IFOAM: Sadness, Joy
This blog is honestly more about the sadness I feel, living here, and the reasons we are feeling connected to Japan and South Korea and the Far East.
I was in South Korea for a week, visiting organic farms. They are trying to avoid dangerous chemicals, trying to avoid artificial fertilisers, and not adding 添加物 (tenkabutsu) chemical additives, and trying to save seed. I was impressed by their grains, especially by Heuksalim, a farm/company that we visited in central South Korea.
The only good food I was able to enjoy was at a Buddhist temple restaurant in Seoul, but even that felt slightly strange. I don't think that was the food that people actually ate at a temple, where they did their practice.
I felt so sad in Seoul, with the traffic jams, and the large BMWs and Benz and Lexus. Walking was faster. I was told that in Korea, the rich people cannot afford to buy a house, so they buy a large car instead. If that is true - I feel just sadness, and pain. The income gap just appears to be massive.

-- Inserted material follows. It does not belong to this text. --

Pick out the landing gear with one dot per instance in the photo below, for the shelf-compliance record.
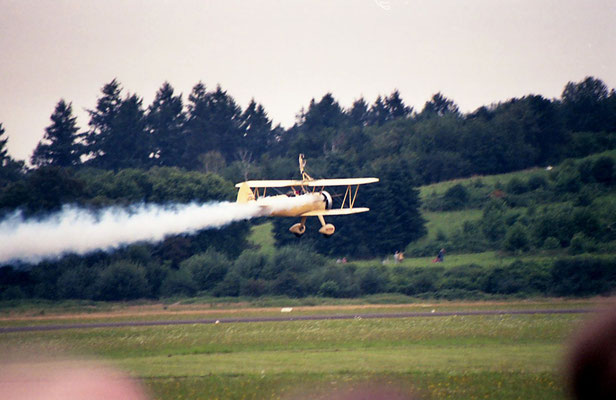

I learnt that I know next to nothing about South Korea, in spite of having visited the country several times. I also noted, that they care not at all about reducing electricity or petrol; in fact it felt like I was back in the early-1980s. While Japan has made a major effort to reduce electricity (setsuden) there was no such campaign in South Korea. As they import most of their fuel and also their food, how can they deal with the massive changes that we are facing?
In Japan, the organic movement started back in 1971, with the teikei relationship that connects farmers and consumers. It is called Community Supported Agriculture (CSA) and it also means the farms support the community. I was the moderator for a session that Japan Organic Agriculture Association (JOAA) hosted, with speakers discussing organic farming in Japan.
This was the first ever IFOAM conference in Asia, and I have no idea why it was held in South Korea. It was not easy to understand or comprehend if there really is a strong organic movement in Korea. My impression was that it is perhaps only available to well-to-do consumers in the large cities, and they mainly purchase imported, processed organic foods. I got no sense at all of a grassroot farmers' movement or any real government support. I was at loss at the conference to find any Koreans who could speak English, which added to the confusion. For example, the products sold at the conference market mostly seemed to be non-organic, and none of the sellers had any English materials or leaflets.
I was glad to meet Korean organic farmers in Heuksalim, who are at the front line of Korean organic agrculture. However, I learnt that the country still has no standards or rules or lables of their own.
Heuksalim farm in central South Korea: During the first 2 days of my visit, I participated in a pre-conference about organic seeds. This is an important issue as most organic farmers in Europe and North America generally use conventional seeds sold by commercial seed companies. We discussed the importance of saving seeds but also how to get public breeding schemes working that can provide healthy and biologically diverse seeds for a number of vegetables and grains. At the Heuksalim farm, they are engaged in efforts to save seeds of varieties that grow well in Korea, espcially millet and sorghum.
One of the most serious problems of organic agriculture in Korea is the lack of organic seeds. In the age of crises over food and seed sovereignty, preparing and researching organic seed remain one of the most important issues in Korea. Organic farmers must distinguish the seeds suitable for their land and exchange seeds and information and activities to preserve seeds must be widely expanded.